Live to Tell (Detective D.D. Warren, #4)(68)



“Think like a cat,” she muttered to herself. “Think like a cat.”

D.D.’d never had a cat. Hell, she didn’t trust herself with a goldfish. They made it through the Admin area, the common room, the classrooms, and the waiting room. From there, she and Danielle discussed more creative possibilities—accessing ductwork, climbing up into ceiling tiles, exiting through a window.

The windows didn’t open, the nine-foot ceiling was too high for a child to reach, and the vents weren’t big enough for crawling.

D.D. contacted Neil. He and Greg had finished the seventh floor and moved to the fifth. Phil confirmed he and Alex were still searching the sixth level, so D.D. and Danielle took the elevators to the fourth floor and resumed their hunt.

The nurse’s movements were jerkier now, her face paler. The woman was definitely worried about the missing girl, and doing her best to hide it.

“So what happens to a kid like Lucy?” D.D. asked presently as they made their way to the nurses’ station. Only two nurses were on duty this time of night, and neither had seen a stray child. They promised to keep an eye out, tending to their own duties as D.D. and Danielle started searching each patient room.
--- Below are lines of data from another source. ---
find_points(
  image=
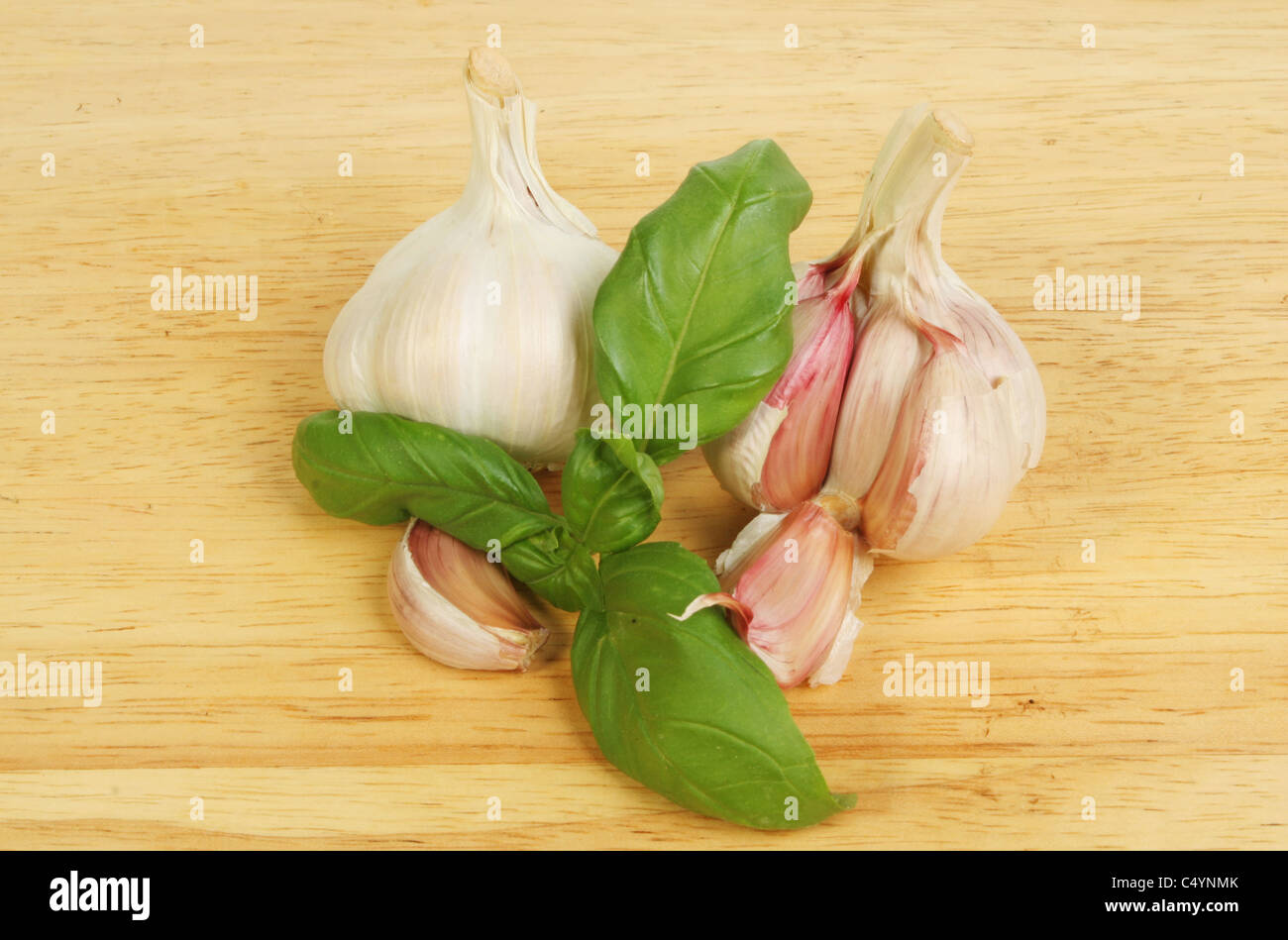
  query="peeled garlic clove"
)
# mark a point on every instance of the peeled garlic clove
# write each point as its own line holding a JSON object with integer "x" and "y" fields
{"x": 778, "y": 456}
{"x": 791, "y": 582}
{"x": 456, "y": 606}
{"x": 481, "y": 318}
{"x": 951, "y": 463}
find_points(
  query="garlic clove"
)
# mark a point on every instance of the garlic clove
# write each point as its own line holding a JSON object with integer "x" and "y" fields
{"x": 887, "y": 356}
{"x": 930, "y": 353}
{"x": 791, "y": 583}
{"x": 778, "y": 456}
{"x": 952, "y": 459}
{"x": 456, "y": 606}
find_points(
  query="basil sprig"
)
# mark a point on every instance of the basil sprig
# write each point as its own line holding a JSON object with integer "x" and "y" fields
{"x": 612, "y": 493}
{"x": 686, "y": 707}
{"x": 381, "y": 469}
{"x": 695, "y": 312}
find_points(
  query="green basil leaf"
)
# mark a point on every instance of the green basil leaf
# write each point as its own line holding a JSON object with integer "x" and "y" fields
{"x": 385, "y": 469}
{"x": 695, "y": 310}
{"x": 712, "y": 730}
{"x": 612, "y": 493}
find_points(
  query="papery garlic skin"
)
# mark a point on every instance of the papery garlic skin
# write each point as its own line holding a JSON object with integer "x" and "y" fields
{"x": 951, "y": 463}
{"x": 777, "y": 458}
{"x": 793, "y": 586}
{"x": 914, "y": 494}
{"x": 456, "y": 606}
{"x": 481, "y": 318}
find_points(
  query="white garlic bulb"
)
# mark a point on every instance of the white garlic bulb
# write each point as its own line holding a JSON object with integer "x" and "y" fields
{"x": 481, "y": 318}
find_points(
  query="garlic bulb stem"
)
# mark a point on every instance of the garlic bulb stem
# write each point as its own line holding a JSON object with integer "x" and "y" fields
{"x": 943, "y": 408}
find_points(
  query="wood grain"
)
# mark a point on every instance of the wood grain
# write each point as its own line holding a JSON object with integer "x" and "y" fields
{"x": 1109, "y": 680}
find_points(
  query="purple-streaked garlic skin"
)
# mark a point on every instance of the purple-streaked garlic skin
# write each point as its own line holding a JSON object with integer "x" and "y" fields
{"x": 456, "y": 606}
{"x": 791, "y": 583}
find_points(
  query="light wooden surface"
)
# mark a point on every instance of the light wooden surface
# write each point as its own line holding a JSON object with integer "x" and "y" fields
{"x": 1109, "y": 680}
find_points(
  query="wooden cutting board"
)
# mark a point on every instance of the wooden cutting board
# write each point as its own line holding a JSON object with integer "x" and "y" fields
{"x": 1112, "y": 720}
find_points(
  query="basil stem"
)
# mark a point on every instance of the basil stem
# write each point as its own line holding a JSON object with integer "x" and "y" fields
{"x": 612, "y": 493}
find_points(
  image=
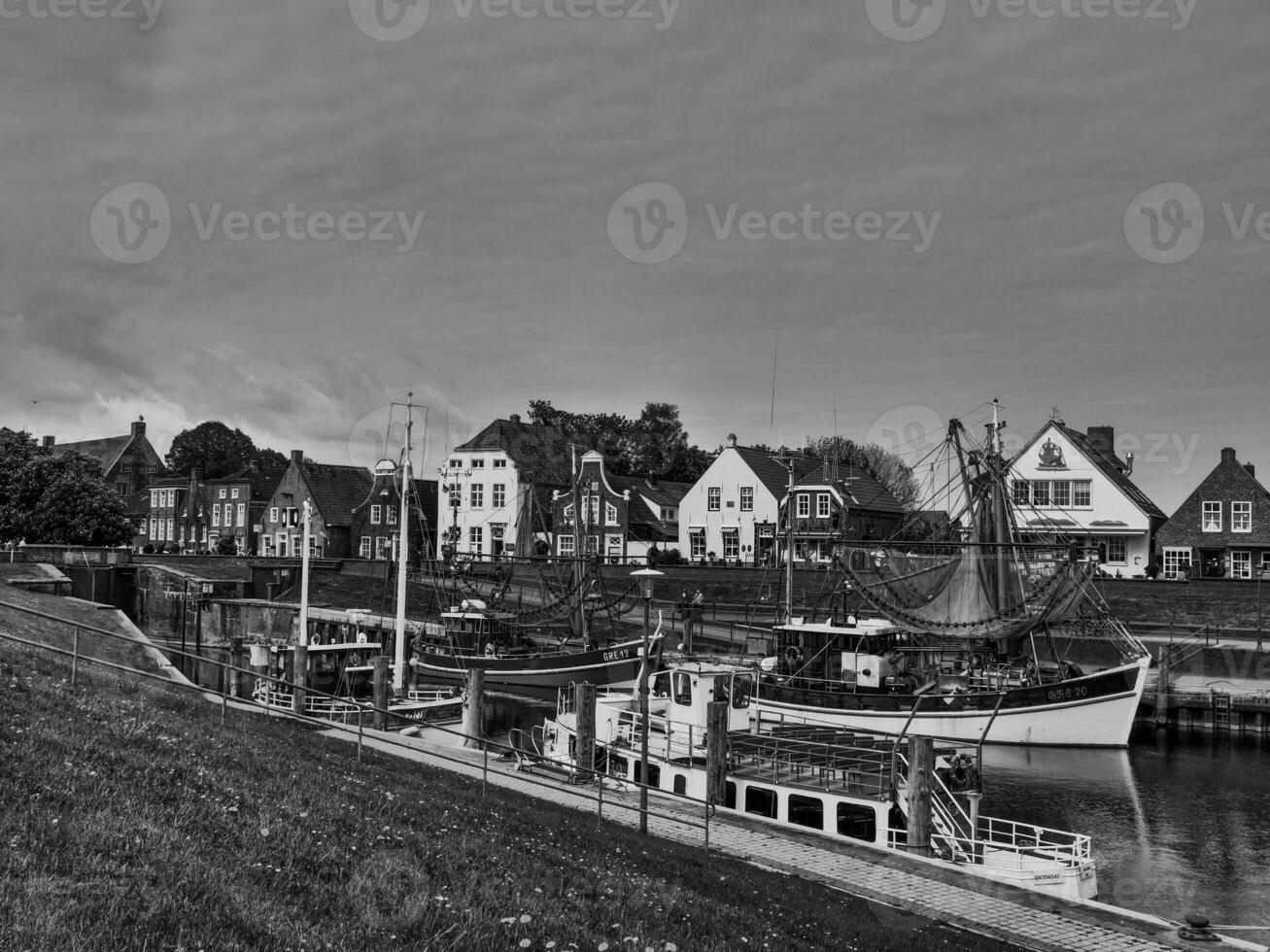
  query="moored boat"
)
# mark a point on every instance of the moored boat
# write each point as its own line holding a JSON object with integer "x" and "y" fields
{"x": 850, "y": 787}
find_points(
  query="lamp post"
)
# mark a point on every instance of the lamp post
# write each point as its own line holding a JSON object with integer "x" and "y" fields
{"x": 646, "y": 578}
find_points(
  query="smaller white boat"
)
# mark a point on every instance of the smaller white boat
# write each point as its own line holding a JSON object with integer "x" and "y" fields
{"x": 847, "y": 786}
{"x": 340, "y": 681}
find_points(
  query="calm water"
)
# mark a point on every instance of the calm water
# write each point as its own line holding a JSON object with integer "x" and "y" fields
{"x": 1179, "y": 824}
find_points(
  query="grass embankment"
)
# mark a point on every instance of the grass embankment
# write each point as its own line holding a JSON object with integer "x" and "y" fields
{"x": 132, "y": 819}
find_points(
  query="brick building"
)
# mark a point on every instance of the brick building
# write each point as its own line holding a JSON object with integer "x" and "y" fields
{"x": 1221, "y": 529}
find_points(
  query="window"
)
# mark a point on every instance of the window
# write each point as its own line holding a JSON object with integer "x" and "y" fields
{"x": 1041, "y": 493}
{"x": 1241, "y": 517}
{"x": 1212, "y": 517}
{"x": 1060, "y": 493}
{"x": 857, "y": 822}
{"x": 761, "y": 801}
{"x": 807, "y": 811}
{"x": 732, "y": 543}
{"x": 1241, "y": 563}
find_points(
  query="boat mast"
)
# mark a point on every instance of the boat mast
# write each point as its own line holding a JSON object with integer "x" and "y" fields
{"x": 402, "y": 555}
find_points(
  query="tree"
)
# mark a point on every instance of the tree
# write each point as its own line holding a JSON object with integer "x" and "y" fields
{"x": 56, "y": 499}
{"x": 218, "y": 450}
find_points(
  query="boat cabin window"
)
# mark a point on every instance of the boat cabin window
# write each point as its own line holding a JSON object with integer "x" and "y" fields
{"x": 807, "y": 811}
{"x": 682, "y": 688}
{"x": 761, "y": 801}
{"x": 857, "y": 822}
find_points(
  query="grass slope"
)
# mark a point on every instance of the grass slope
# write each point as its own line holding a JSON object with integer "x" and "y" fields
{"x": 132, "y": 819}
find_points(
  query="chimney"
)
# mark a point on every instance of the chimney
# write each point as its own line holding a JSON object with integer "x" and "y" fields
{"x": 1103, "y": 438}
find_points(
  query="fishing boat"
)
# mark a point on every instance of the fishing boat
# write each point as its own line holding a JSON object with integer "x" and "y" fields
{"x": 513, "y": 659}
{"x": 959, "y": 638}
{"x": 846, "y": 786}
{"x": 340, "y": 683}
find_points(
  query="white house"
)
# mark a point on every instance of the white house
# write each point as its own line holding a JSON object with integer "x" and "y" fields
{"x": 733, "y": 510}
{"x": 1074, "y": 485}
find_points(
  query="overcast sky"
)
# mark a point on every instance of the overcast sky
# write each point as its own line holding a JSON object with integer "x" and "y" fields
{"x": 1013, "y": 252}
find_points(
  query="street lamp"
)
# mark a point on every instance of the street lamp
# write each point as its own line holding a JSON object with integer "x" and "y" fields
{"x": 646, "y": 578}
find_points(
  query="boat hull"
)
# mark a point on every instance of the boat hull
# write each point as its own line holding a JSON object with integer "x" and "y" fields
{"x": 1093, "y": 711}
{"x": 538, "y": 675}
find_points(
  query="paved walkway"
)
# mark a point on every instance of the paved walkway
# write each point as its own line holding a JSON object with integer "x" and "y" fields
{"x": 897, "y": 884}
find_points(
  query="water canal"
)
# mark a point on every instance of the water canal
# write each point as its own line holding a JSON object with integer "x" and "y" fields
{"x": 1180, "y": 822}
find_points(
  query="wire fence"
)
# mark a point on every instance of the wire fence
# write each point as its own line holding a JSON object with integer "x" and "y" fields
{"x": 574, "y": 781}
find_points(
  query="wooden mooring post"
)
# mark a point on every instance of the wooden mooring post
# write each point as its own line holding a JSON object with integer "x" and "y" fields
{"x": 298, "y": 678}
{"x": 472, "y": 735}
{"x": 381, "y": 683}
{"x": 921, "y": 769}
{"x": 584, "y": 707}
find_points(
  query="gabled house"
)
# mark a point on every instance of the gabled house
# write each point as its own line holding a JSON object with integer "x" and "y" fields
{"x": 238, "y": 505}
{"x": 839, "y": 503}
{"x": 1223, "y": 527}
{"x": 1072, "y": 487}
{"x": 334, "y": 492}
{"x": 497, "y": 488}
{"x": 733, "y": 510}
{"x": 128, "y": 462}
{"x": 621, "y": 517}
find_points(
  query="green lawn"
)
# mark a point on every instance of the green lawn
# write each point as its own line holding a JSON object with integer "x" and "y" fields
{"x": 132, "y": 819}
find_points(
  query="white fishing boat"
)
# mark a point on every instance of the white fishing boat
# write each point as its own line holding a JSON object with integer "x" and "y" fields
{"x": 846, "y": 786}
{"x": 962, "y": 644}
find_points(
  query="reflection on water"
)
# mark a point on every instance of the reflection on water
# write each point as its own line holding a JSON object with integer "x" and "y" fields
{"x": 1178, "y": 827}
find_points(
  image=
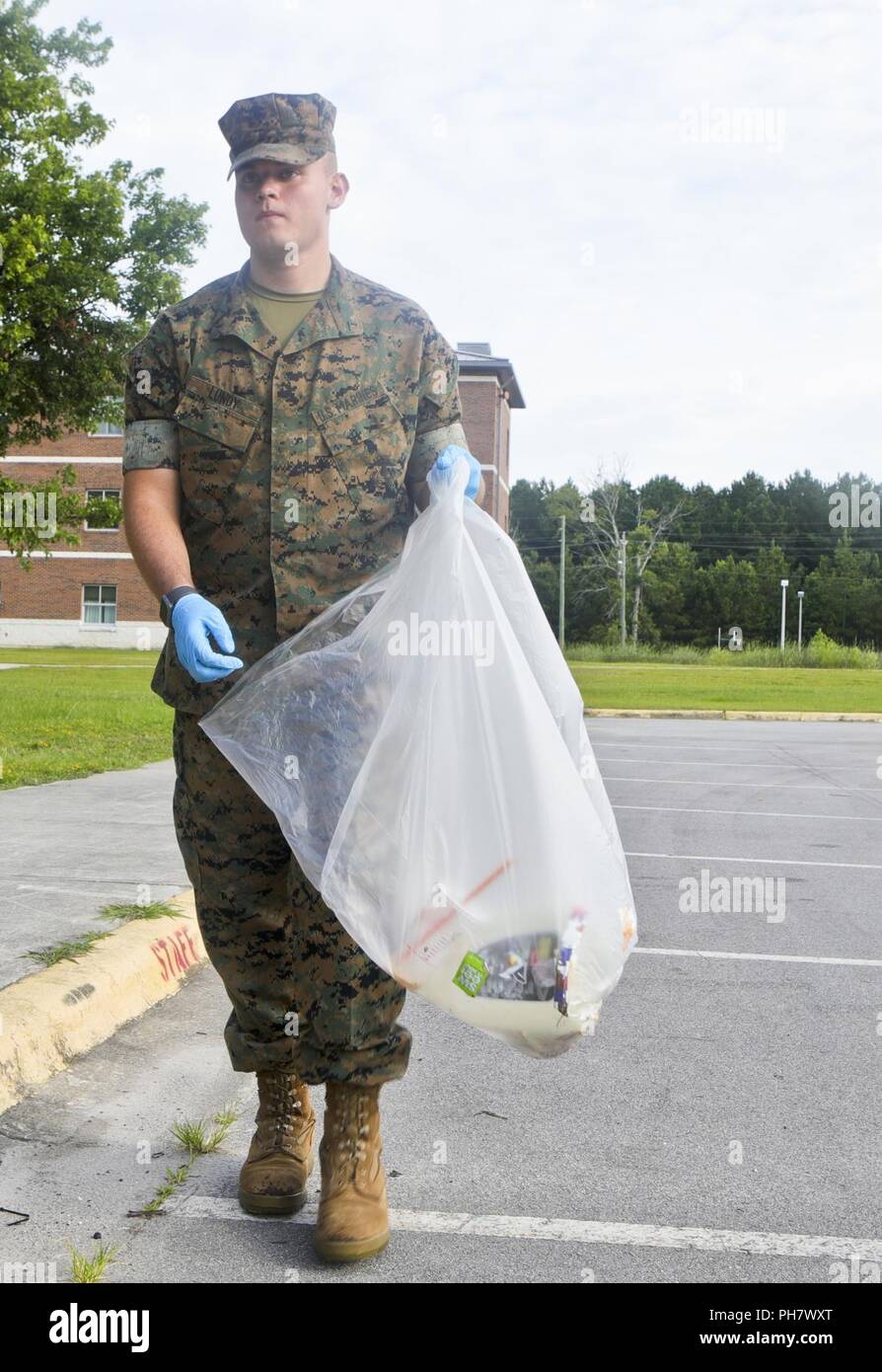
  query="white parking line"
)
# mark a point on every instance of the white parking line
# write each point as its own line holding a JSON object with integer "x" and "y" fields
{"x": 780, "y": 766}
{"x": 754, "y": 813}
{"x": 772, "y": 862}
{"x": 723, "y": 784}
{"x": 716, "y": 748}
{"x": 566, "y": 1231}
{"x": 760, "y": 956}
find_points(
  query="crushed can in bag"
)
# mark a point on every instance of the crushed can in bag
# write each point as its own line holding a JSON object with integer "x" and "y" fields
{"x": 422, "y": 746}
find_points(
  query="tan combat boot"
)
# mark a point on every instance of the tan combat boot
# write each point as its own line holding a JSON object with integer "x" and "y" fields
{"x": 281, "y": 1156}
{"x": 353, "y": 1213}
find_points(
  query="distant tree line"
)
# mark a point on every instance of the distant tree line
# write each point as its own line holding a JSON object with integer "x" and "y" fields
{"x": 697, "y": 559}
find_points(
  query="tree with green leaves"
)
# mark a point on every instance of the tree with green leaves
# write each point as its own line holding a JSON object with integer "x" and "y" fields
{"x": 87, "y": 259}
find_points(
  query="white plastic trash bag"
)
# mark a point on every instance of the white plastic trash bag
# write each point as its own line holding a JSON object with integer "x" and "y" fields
{"x": 422, "y": 746}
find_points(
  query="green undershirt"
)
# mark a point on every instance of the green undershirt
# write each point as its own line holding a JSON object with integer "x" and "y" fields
{"x": 281, "y": 310}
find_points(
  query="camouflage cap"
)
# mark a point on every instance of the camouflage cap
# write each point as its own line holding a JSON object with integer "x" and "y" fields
{"x": 285, "y": 127}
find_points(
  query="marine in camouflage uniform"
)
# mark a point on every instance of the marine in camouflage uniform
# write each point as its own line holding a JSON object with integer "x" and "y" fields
{"x": 299, "y": 467}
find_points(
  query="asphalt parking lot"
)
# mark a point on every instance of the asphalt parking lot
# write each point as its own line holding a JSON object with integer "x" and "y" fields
{"x": 723, "y": 1124}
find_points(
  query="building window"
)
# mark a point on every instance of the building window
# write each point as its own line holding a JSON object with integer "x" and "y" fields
{"x": 99, "y": 604}
{"x": 108, "y": 495}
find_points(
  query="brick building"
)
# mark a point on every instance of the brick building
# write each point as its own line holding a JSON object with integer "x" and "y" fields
{"x": 95, "y": 595}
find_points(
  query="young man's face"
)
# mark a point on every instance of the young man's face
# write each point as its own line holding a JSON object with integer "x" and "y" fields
{"x": 278, "y": 204}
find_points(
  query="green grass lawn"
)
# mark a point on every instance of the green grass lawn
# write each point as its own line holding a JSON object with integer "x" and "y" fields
{"x": 87, "y": 711}
{"x": 649, "y": 686}
{"x": 91, "y": 711}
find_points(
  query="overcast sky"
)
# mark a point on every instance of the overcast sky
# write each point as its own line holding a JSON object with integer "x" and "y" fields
{"x": 668, "y": 215}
“You said she’s primal,” D.D. continued. “What does that mean? You give her enough meds, stick her in enough therapy, she transforms from wild cougar to tame *cat?”

“Not exactly.” Danielle stuck her head into the medical supplies room. No nine-year-old child magically hiding here. They moved on, footsteps faster now, seeking the next target.

“Lucy’s missed most of the key developmental stages,” Danielle explained. “It’s improbable for a nine-year-old to make up that kind of ground. We once worked with a primal child who was three. If he was hungry, he trashed the refrigerator. If he was thirsty, he drank out of the toilet. If he had to go potty, he found a corner. It took a year of intensive training to get him to recognize his own name, and another year for him to come when he was called. That was at three. Lucy’s nine. These developmental stages aren’t hurdles anymore, they’re mountains, and there are dozens of them she needs to climb.”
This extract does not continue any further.